Pantheon Infrastructure
- Company type: Public
- Traded as: LSE: PINT FTSE 250 component
- Founded: 2021; 4 years ago
- Headquarters: London, United Kingdom
- Key people: Patrick O'Donnell Bourke (chair)
- Website: www.pantheoninfrastructure.com

= Pantheon Infrastructure =

British investment trust

Pantheon Infrastructure plc, is a large British investment trust focused on investments in infrastructure assets across North America and Europe.
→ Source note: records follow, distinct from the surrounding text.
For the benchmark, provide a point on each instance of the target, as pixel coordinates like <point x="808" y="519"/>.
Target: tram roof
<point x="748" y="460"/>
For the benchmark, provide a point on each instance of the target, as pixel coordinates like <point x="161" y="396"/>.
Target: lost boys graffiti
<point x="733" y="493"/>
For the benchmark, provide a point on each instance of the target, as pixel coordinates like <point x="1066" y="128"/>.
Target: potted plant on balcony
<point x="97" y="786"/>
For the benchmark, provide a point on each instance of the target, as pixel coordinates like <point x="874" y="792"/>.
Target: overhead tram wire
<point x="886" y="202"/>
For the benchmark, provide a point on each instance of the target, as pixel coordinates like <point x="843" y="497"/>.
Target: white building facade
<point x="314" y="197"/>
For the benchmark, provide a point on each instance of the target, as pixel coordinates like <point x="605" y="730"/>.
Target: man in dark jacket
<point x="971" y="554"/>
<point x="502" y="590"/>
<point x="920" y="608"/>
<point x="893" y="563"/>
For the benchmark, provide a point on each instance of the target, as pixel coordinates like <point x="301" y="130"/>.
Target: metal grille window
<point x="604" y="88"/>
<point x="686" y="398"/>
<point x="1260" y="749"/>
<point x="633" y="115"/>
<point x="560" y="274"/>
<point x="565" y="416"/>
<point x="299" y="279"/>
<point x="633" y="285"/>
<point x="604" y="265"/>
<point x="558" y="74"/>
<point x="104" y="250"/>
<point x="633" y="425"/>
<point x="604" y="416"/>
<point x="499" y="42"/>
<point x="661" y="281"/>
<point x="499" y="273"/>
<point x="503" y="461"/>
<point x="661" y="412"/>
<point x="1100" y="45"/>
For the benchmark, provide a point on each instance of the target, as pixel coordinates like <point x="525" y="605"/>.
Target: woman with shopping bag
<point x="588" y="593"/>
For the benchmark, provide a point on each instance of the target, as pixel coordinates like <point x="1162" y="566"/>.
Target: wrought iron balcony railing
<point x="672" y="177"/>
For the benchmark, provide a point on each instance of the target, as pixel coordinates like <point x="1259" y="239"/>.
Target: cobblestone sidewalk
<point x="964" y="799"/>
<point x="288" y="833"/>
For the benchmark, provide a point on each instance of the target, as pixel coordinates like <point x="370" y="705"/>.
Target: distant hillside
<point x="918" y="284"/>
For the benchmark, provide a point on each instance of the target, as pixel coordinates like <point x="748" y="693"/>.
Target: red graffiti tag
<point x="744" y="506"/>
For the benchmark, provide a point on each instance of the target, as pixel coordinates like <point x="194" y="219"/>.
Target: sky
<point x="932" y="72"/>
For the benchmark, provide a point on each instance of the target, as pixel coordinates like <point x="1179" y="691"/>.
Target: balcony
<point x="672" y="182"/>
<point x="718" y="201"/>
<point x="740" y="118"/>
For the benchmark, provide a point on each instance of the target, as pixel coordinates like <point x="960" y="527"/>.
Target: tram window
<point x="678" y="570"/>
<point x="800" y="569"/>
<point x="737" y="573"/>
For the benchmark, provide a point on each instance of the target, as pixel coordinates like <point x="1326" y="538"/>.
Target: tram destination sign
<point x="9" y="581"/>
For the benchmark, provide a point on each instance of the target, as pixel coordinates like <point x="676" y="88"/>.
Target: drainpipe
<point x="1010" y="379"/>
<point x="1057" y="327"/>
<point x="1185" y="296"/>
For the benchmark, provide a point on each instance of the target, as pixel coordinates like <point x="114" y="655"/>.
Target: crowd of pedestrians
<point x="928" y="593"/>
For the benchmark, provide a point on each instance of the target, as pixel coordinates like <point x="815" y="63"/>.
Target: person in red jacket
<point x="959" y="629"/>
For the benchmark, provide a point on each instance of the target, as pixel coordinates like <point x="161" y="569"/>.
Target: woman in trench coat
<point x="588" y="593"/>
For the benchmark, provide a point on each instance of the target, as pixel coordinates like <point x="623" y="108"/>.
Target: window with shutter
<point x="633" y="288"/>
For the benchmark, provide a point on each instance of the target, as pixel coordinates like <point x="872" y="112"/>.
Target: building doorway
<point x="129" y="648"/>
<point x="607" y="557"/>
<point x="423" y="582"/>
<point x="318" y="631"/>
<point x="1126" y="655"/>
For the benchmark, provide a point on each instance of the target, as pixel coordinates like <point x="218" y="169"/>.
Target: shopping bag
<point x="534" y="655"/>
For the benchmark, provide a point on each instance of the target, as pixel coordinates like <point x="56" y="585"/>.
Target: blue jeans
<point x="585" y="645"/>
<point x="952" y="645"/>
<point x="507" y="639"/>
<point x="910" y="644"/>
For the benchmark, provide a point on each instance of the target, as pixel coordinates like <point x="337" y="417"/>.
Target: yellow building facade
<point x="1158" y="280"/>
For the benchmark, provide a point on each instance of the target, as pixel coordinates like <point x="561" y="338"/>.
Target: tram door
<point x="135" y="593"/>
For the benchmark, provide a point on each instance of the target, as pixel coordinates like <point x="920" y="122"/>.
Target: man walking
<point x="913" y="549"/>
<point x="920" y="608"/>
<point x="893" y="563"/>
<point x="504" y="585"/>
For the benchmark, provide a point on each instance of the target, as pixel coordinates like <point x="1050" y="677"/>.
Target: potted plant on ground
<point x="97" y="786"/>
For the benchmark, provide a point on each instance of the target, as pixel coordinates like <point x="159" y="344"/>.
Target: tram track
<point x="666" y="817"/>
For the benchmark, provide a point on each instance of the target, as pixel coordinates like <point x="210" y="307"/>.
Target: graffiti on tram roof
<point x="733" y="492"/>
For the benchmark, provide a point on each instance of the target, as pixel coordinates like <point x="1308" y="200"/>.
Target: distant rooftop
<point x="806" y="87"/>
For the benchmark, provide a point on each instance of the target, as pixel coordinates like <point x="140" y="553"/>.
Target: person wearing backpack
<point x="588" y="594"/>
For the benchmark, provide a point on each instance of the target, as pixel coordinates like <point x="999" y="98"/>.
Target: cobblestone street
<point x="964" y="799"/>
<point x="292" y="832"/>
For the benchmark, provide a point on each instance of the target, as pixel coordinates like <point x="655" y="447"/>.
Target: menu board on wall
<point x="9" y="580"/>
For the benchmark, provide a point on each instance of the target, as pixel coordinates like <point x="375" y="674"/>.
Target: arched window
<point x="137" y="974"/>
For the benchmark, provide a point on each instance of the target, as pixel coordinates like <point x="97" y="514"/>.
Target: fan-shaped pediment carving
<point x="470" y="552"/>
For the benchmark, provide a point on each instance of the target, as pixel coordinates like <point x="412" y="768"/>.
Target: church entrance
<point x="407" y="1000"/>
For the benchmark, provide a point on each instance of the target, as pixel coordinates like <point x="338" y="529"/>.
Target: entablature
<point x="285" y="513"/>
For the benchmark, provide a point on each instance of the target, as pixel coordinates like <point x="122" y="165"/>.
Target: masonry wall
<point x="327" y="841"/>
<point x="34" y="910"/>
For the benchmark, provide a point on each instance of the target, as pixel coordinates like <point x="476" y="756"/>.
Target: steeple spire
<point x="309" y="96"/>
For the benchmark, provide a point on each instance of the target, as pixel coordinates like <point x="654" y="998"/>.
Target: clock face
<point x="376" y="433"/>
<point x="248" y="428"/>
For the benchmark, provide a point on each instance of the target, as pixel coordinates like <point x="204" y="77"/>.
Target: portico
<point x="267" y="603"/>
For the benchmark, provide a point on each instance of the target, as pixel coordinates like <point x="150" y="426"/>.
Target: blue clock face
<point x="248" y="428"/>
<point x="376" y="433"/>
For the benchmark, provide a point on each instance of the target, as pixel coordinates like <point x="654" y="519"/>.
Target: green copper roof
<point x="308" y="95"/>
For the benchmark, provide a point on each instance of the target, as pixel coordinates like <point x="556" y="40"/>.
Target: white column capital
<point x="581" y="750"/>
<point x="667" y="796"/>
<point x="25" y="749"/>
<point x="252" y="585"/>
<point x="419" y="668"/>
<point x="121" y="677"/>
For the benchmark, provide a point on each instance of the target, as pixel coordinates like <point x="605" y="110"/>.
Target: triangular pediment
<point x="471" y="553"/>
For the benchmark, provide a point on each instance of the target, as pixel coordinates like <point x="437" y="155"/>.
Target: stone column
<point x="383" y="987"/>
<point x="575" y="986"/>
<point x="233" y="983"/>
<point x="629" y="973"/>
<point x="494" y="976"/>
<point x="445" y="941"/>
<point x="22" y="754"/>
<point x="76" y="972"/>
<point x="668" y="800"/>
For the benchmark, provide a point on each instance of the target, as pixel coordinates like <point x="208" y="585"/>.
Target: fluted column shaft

The company is listed on the London Stock Exchange and is a constituent of the FTSE 250 Index.

==History==
Although the team at Pantheon Ventures have been investing in infrastructure assets since 1997, Pantheon Infrastructure was first listed on the London Stock Exchange only in October 2021. It disposed of its largest single holding, an investment in the US power business, Calpine, in January 2025. The disposal formed part of a much larger transaction.

As of May 2025, its other significant holdings included investments in the Dutch electrical infrastructure provider, Fudura, in the European logistics business, Primafrio, and in the Irish telecommunications operator, National Broadband Ireland, as well as in the British gas transmission operator, National Gas.

It is managed by Pantheon Ventures and the chairman is Patrick O'Donnell Bourke, who took over that role on 19 June 2025.